Question 1
Using techniques covered in class, which of the variables look like good candidates to help separate defaulters from non-defaulters? For the two you consider good choices, include brief output supporting
this (e.g., one chart per variable), with one brief explanation for why these variables may be good choices.
Question 2
Using the original unbalanced dataset, build a Naïve Bayes classifier. (In JMP Pro, it is one of the options for the Partition tool.) Use between 70% and 90% of the data (your choice) for your training set, and the remainder for the test set.
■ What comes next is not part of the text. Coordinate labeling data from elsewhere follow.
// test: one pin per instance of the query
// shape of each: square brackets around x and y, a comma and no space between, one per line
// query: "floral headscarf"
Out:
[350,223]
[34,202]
Include in your answer the confusion matrices (training and validation). On your matrices, calculate the correct classification rates, and interpret each (both the percentage of true yeses and nos that were
classified properly, and the probability that a yes/no classification is correct. Also include the overall misclassification rates, and the ROC and lift curves. (Because we are interested in predicting defaults, we are more interested in ‘yes’ than ‘no’ responses. Thus, be sure your ROC and lift curves show the plots for ‘yes’ rather than ‘no’. One way to do this, is before (re)doing your analysis, in the original data table, right click on the ‘default’ column, and choose Column Properties > Value Ordering. Because ‘yes’is the most interesting, move it to the top of the list in the ‘Value Ordering’ box. Then (re)run your analysis.)
Interpret your results. Is this classifier doing a good job? Be careful to think of the nature of the data and the business problem.
Question 3
Now, build a decision tree from the same dataset. In this case, you will need to balance the data.Balance it using weighting, according to the rules that we have discussed. Show how you determined what size weights you used to balance your set.Use between 70% and 80% of the data (your choice) for your training set, 10% for the validation set, and the remainder for the test set.Include in your answer the tree diagram, the ‘split history’ diagram showing how the optimum size was obtained, and the confusion matrices (training, test, and validation). For only the test set confusion matrix: • Correct for the weighting process, to determine the performance for the original, unbalanced distribution. Show your calculations. (If you need help with this, it is covered in the exercises document for the textbook.)
• After doing so, calculate the correct classification rates, and interpret each (both the percentage of true yeses and nos that were classified properly, and the probability that a yes/no classification is correct.
Interpret your results. Is this classifier doing a good job? How does it compare to the Naïve Bayes classifier? Be careful to think of the nature of the data and the business problem.Consider your decision tree. Can you make general statements about who is likely to default, based on the rules in your tree?